A small West Virginia newspaper chain’s antitrust lawsuit against Google and Facebook is blazing a trail, industry insiders say, for news outlets struggling to get out from under the thumb of Big Tech.
Doug Reynolds, the founder and managing director of HD Media, filed the federal lawsuit without other news outlets.
More of this type of antitrust litigation seems certain, however, newspaper industry executives say.
“There’s going to be a lot of private antitrust lawsuits brought,” said David Chavern, president and CEO of the News Media Alliance, a trade association for news organizations. “The public lawsuits are going to uncover a great deal through discovery, and that is going to support the private lawsuits.”
Newspapers and other print media have been reeling for years under the onslaught of digital companies. Craigslist first wrested away from print much of the classified advertising market, and behemoths loom over the cyberspace landscape today.
Mr. Reynolds’ lawsuit accuses Facebook and Alphabet Inc.’s Google of illegally manipulating the advertising market. Specifically, the two tech giants control both buying and selling platforms while participating in the lightning-quick auctions between advertisers and publishers.
Mr. Reynolds said Facebook and Google crippled the chain’s Charleston Gazette-Mail, the largest newspaper in West Virginia, by cutting it off from advertisers.

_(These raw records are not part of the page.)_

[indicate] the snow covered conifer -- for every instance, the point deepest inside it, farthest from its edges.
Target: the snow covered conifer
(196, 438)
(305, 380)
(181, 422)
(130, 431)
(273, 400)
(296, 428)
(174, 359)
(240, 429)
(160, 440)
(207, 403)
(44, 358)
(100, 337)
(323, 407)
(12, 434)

“These companies are more powerful than Standard Oil in its heyday, so no one wants to be the first to take them on,” Mr. Reynolds, a lawyer and former member of the West Virginia House of Delegates, recently told The Wall Street Journal.
He said the current political and legal climate, with Democrats and Republicans considering crackdowns on Big Tech, gave him an opportune time to fight back in federal court.
The lawsuit mirrors legal action filed last year by the Justice Department and dozens of state attorneys general.
Mr. Reynolds’ court filing also echoed the multistate lawsuit led by Texas Attorney General Ken Paxton that accused Google of violating federal and state antitrust and consumer protection laws.
It’s all part of a groundswell of opposition to Silicon Valley tech giants that control a vast swath of the marketplace. More than 1 in every 3 dollars spent on web ads is on Google or Facebook.
Christopher Sagers, a law professor at Cleveland State University, said Mr. Reynolds’ lawsuit faces an uphill battle but isn’t frivolous.
“I don’t think it’s a ‘Hail Mary,’ and it’s not legally dubious,” he said, “but for better or for worse, it’s simply very difficult to win antitrust lawsuits.”
Big Tech defenders say newspapers are corporate dinosaurs that file lawsuits out of mere bitterness.
Mr. Chavern said that outlook comes from a false view that the lawsuits are about “who has the better-targeted advertising.”
Google’s and Facebook’s ownership of both the buying and the selling of advertising give them extraordinary power over ad costs, prices and placement, Mr. Chavern said.
“Google, in particular, seems to own all sides of the market,” he said.
HD Media and others following its antitrust lead will have to prove in court more than lost advertising revenue, which could be chalked up to competition.
“The private company can’t simply say, ‘I’m being harmed,’” said Shubha Ghosh, a law professor at Syracuse University. “You have to show harm to competition.”
Still, Mr. Ghosh envisioned some kind of class action litigation against Google and Facebook by various news media organizations that claim similar harm.
Facebook did not respond to a request for comment from The Washington Times.
A Google spokesperson pointed to a company blog post regarding the Texas lawsuit that calls the claims “misleading.”
It said Google’s involvement in the ad auctions through its Facebook Audience Network is not a secret.
“In fact, it was well-publicized and FAN is one of over 25 partners participating in our Open Bidding,” according to the Google blog post.
The company said it “absolutely” does not manipulate auctions or bidding in ways that favor it or Facebook, nor are its options the only ones available in the marketplace.
Although HD Media has trumpeted its lawsuit as the first of its kind by a news media company, it is more accurate to say it is the first from a newspaper chain, Mr. Sagers said.
He cited Genius Media Group v. Google, which was filed in December by news magazines such as The Nation and The Progressive. Another case was Sweepstakes Today v. Google.
Those lawsuits do not involve news media exclusively and incorporate complaints about music publishing and other web outfits.
Legal scholars highlighted the distinction between manipulation and monopolization. Because they must prove manipulation, the private plaintiffs could face an uphill battle.
There is still a clear symbiotic relationship between the public and private actions, said John Lopatka of Penn State University law school.
“If the plight of newspapers is a function of technological innovation, then newspapers have no antitrust remedy, however regrettable the damage to newspapers may be,” Mr. Lopatka said. “If newspapers have been injured because of unlawful monopolization by tech platforms, then they have antitrust recourse. But distinguishing between expected network effects in a rapidly evolving digital world and anticompetitive effects is immensely challenging.”